Tratamiento, sanidad y dirección, áreas especialmente afectadas
ACAIP-UGT sostiene que la falta de efectivos compromete también funciones esenciales del sistema penitenciario, especialmente las vinculadas a la reeducación y reinserción social de los internos.
El sindicato denuncia que la Subdirección de Tratamiento lleva un año desierta, una plaza de libre designación que, según afirma, nadie quiere ocupar por la falta de compensación económica suficiente. Esta ausencia, señalan, afecta a la coordinación de equipos técnicos, educadores, trabajadores sociales, juristas y psicólogos, así como a la supervisión de los Trabajos en Beneficio de la Comunidad y a la relación con entidades colaboradoras y voluntariado.
La situación directiva también es descrita como “inviable”. Según ACAIP-UGT, actualmente solo hay un mando en funciones cuando deberían existir cuatro, y se necesitan al menos dos para poder firmar facturas, nóminas y documentación relevante. El sindicato advierte de que una sola persona no puede asumir todas las áreas del centro, desde Dirección y Régimen hasta Seguridad, Tratamiento, Administración y Sanidad.
En el ámbito sanitario, la organización afirma que faltan un jefe de Servicios Médicos, un médico, un enfermero y dos ATS, lo que agrava aún más la situación del establecimiento penitenciario.
Plus de insularidad y plazas de difícil cobertura
ACAIP-UGT sitúa el problema de fondo en las condiciones de vida en Menorca, marcadas por el elevado coste de la vivienda, la cesta de la compra y las conexiones aéreas. La organización considera que el actual plus de insularidad no compensa el sobrecoste que supone trabajar y residir en la isla.

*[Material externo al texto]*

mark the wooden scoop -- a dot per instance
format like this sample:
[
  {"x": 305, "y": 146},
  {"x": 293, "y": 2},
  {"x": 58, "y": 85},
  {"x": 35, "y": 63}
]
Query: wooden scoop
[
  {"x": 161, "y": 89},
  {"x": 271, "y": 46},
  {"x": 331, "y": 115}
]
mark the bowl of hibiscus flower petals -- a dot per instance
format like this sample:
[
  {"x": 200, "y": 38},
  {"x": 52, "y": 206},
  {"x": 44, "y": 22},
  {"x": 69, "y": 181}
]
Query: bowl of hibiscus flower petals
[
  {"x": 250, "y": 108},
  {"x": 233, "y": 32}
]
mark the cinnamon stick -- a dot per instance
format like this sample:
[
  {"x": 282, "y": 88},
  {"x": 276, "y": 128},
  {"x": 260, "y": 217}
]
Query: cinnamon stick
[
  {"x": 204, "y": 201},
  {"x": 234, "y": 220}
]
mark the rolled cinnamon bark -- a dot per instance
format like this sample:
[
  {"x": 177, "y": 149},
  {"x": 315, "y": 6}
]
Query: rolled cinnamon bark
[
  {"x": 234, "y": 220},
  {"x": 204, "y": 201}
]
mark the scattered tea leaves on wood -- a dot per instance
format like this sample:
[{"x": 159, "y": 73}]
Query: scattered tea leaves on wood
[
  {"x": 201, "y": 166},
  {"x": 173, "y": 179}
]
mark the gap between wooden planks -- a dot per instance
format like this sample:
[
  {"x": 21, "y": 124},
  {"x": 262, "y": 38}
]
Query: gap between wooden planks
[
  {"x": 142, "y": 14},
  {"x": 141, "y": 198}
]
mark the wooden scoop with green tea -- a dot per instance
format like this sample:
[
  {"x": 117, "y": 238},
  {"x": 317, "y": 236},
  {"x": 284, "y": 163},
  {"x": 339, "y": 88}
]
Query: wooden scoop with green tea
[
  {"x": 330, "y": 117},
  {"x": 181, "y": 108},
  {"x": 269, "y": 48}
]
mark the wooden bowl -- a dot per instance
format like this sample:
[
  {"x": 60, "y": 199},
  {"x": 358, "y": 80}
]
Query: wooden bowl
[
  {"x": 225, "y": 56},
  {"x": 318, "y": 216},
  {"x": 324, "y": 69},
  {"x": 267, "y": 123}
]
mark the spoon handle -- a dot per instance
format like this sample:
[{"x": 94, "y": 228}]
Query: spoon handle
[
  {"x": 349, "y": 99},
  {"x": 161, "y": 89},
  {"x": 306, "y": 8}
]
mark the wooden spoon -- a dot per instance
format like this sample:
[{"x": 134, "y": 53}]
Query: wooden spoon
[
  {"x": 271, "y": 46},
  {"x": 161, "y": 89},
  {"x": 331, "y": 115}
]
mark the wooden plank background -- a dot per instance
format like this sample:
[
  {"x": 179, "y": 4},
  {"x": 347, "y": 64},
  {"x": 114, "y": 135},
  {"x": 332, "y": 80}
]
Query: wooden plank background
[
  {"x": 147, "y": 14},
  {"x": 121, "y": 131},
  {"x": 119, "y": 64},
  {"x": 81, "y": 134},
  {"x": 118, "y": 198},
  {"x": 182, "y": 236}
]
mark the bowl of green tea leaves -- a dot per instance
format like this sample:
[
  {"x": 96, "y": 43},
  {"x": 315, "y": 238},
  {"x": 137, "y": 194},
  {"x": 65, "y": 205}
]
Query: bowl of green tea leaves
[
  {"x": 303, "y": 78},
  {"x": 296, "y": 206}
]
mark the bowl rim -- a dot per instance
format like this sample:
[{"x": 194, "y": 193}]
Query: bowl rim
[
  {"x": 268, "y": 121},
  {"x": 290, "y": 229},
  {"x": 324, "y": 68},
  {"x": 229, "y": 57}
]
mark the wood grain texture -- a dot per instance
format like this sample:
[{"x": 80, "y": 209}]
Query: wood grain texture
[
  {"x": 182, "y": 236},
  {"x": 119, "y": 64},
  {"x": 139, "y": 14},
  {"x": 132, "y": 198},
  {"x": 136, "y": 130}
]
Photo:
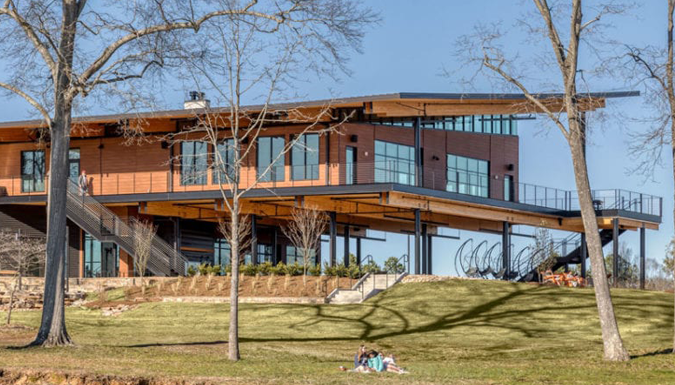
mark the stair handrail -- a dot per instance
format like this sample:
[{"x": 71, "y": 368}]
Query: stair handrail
[{"x": 171, "y": 257}]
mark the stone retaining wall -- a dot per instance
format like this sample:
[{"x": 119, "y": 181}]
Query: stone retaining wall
[{"x": 301, "y": 300}]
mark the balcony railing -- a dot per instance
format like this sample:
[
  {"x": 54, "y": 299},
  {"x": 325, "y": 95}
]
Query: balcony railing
[{"x": 467, "y": 182}]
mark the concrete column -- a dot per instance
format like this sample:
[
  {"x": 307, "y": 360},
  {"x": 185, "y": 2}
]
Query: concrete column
[
  {"x": 332, "y": 239},
  {"x": 346, "y": 247},
  {"x": 615, "y": 251},
  {"x": 358, "y": 251},
  {"x": 584, "y": 255},
  {"x": 642, "y": 256},
  {"x": 425, "y": 249},
  {"x": 254, "y": 240},
  {"x": 418, "y": 233}
]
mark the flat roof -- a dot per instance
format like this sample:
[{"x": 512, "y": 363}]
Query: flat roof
[{"x": 347, "y": 102}]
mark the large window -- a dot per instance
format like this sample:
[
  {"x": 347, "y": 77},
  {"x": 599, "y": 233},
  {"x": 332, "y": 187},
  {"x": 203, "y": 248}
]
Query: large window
[
  {"x": 350, "y": 165},
  {"x": 271, "y": 159},
  {"x": 305, "y": 158},
  {"x": 32, "y": 171},
  {"x": 193, "y": 163},
  {"x": 101, "y": 259},
  {"x": 394, "y": 163},
  {"x": 468, "y": 176},
  {"x": 221, "y": 252},
  {"x": 487, "y": 124},
  {"x": 265, "y": 253},
  {"x": 294, "y": 255},
  {"x": 223, "y": 163}
]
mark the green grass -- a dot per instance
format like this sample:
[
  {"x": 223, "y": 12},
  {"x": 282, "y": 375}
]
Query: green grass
[{"x": 464, "y": 332}]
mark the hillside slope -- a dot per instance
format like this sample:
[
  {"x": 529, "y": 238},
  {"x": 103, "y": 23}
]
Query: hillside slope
[{"x": 456, "y": 331}]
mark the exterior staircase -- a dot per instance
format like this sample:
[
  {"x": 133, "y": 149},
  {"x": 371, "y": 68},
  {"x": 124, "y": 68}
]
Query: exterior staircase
[
  {"x": 102, "y": 224},
  {"x": 368, "y": 286}
]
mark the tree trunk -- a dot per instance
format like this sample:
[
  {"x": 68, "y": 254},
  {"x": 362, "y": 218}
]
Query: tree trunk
[
  {"x": 52, "y": 330},
  {"x": 613, "y": 345},
  {"x": 233, "y": 339}
]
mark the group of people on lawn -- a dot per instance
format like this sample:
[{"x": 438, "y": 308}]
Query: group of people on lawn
[{"x": 372, "y": 361}]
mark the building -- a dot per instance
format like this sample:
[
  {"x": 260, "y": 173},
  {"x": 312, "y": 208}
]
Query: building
[{"x": 404, "y": 162}]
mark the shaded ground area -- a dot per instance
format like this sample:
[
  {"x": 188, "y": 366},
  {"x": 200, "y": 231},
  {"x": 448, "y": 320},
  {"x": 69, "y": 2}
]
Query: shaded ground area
[{"x": 458, "y": 331}]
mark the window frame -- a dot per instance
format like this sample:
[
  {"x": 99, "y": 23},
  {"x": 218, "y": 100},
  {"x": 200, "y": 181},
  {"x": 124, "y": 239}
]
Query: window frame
[
  {"x": 273, "y": 175},
  {"x": 313, "y": 168},
  {"x": 216, "y": 172},
  {"x": 200, "y": 180},
  {"x": 466, "y": 180},
  {"x": 35, "y": 184},
  {"x": 394, "y": 176}
]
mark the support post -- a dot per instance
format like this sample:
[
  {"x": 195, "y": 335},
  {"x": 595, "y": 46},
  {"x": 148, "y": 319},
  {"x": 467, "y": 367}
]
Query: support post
[
  {"x": 584, "y": 255},
  {"x": 418, "y": 151},
  {"x": 332, "y": 239},
  {"x": 506, "y": 250},
  {"x": 254, "y": 239},
  {"x": 642, "y": 256},
  {"x": 358, "y": 251},
  {"x": 430, "y": 254},
  {"x": 418, "y": 233},
  {"x": 615, "y": 252},
  {"x": 346, "y": 247},
  {"x": 275, "y": 256},
  {"x": 425, "y": 248}
]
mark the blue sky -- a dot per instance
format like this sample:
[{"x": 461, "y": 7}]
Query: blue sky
[{"x": 409, "y": 50}]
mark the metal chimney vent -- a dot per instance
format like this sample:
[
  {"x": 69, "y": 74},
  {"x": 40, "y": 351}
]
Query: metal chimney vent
[{"x": 196, "y": 100}]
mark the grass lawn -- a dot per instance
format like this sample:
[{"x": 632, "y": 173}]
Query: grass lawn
[{"x": 458, "y": 331}]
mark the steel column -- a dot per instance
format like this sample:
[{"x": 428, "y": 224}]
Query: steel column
[
  {"x": 584, "y": 255},
  {"x": 346, "y": 247},
  {"x": 332, "y": 238},
  {"x": 506, "y": 250},
  {"x": 358, "y": 251},
  {"x": 642, "y": 256},
  {"x": 418, "y": 151},
  {"x": 275, "y": 256},
  {"x": 615, "y": 252},
  {"x": 418, "y": 231},
  {"x": 430, "y": 254},
  {"x": 425, "y": 248},
  {"x": 254, "y": 239}
]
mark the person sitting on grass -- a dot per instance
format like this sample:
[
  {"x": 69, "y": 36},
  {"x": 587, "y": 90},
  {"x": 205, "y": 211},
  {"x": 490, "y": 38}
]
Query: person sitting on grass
[
  {"x": 361, "y": 359},
  {"x": 375, "y": 361},
  {"x": 390, "y": 365}
]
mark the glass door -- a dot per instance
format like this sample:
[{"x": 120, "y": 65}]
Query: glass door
[
  {"x": 350, "y": 165},
  {"x": 74, "y": 164}
]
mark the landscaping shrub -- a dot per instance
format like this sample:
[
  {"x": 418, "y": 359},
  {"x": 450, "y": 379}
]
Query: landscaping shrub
[
  {"x": 191, "y": 271},
  {"x": 249, "y": 269},
  {"x": 314, "y": 270},
  {"x": 392, "y": 266},
  {"x": 371, "y": 267},
  {"x": 265, "y": 268},
  {"x": 294, "y": 269}
]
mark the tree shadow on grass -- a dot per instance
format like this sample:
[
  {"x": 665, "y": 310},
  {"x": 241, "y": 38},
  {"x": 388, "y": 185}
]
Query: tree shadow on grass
[
  {"x": 652, "y": 354},
  {"x": 196, "y": 343}
]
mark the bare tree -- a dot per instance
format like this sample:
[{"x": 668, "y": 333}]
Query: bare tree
[
  {"x": 143, "y": 234},
  {"x": 569, "y": 117},
  {"x": 83, "y": 49},
  {"x": 304, "y": 231},
  {"x": 21, "y": 254},
  {"x": 252, "y": 59},
  {"x": 652, "y": 67}
]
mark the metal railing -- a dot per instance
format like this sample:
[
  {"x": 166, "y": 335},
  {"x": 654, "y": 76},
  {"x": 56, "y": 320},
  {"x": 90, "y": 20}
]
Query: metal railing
[
  {"x": 102, "y": 223},
  {"x": 401, "y": 172}
]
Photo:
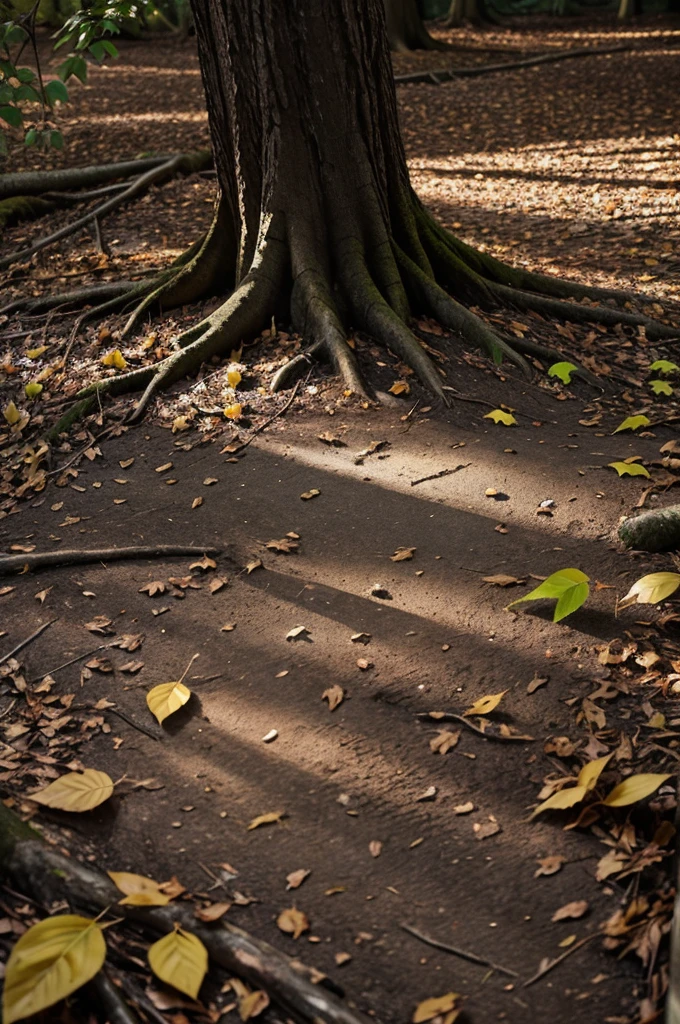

El sindicato denuncia además una “doble discriminación” respecto a otros empleados públicos. Por un lado, frente a funcionarios estatales destinados en otras zonas; por otro, frente a empleados autonómicos que, según ACAIP-UGT, sí cuentan con un complemento de insularidad adecuado y con la declaración de sus plazas como de difícil cobertura, lo que les permite acceder a determinados beneficios fiscales.
La organización recuerda que el Gobierno se comprometió por escrito el pasado mes de noviembre a revisar al alza los complementos de insularidad, pero asegura que desde entonces no se ha convocado ninguna reunión para abordar esta cuestión. En este sentido, ha denunciado que los compromisos asumidos por el Gobierno se han convertido en “papel mojado”.
Tres medidas para evitar el colapso
Para revertir la situación, ACAIP-UGT reclama tres medidas urgentes. En primer lugar, la actualización inmediata del plus de insularidad, equiparándolo al que perciben los funcionarios autonómicos y recurriendo, si fuera necesario, al fondo de contingencia del Estado.
En segundo lugar, la declaración de todos los puestos de la RPT del Centro Penitenciario de Menorca como plazas de difícil cobertura.
Y, en tercer lugar, la aplicación de medidas reales de conciliación, como el teletrabajo en oficinas y el turno de “dos y medio”, basado en la acumulación de jornadas, tal y como ya se aplica en otros centros.
El sindicato concluye que la plantilla está “física y mentalmente agotada” y que el mantenimiento del servicio en estas condiciones supone un riesgo para los trabajadores, para los internos y para el conjunto de la sociedad menorquina.
“Nos negamos a seguir siendo funcionarios de segunda”, afirma ACAIP-UGT, que exige al Estado pasar “de la inacción a los hechos” para frenar la salida de profesionales y garantizar que quienes sostienen los servicios públicos en la isla puedan vivir en ella en condiciones de igualdad.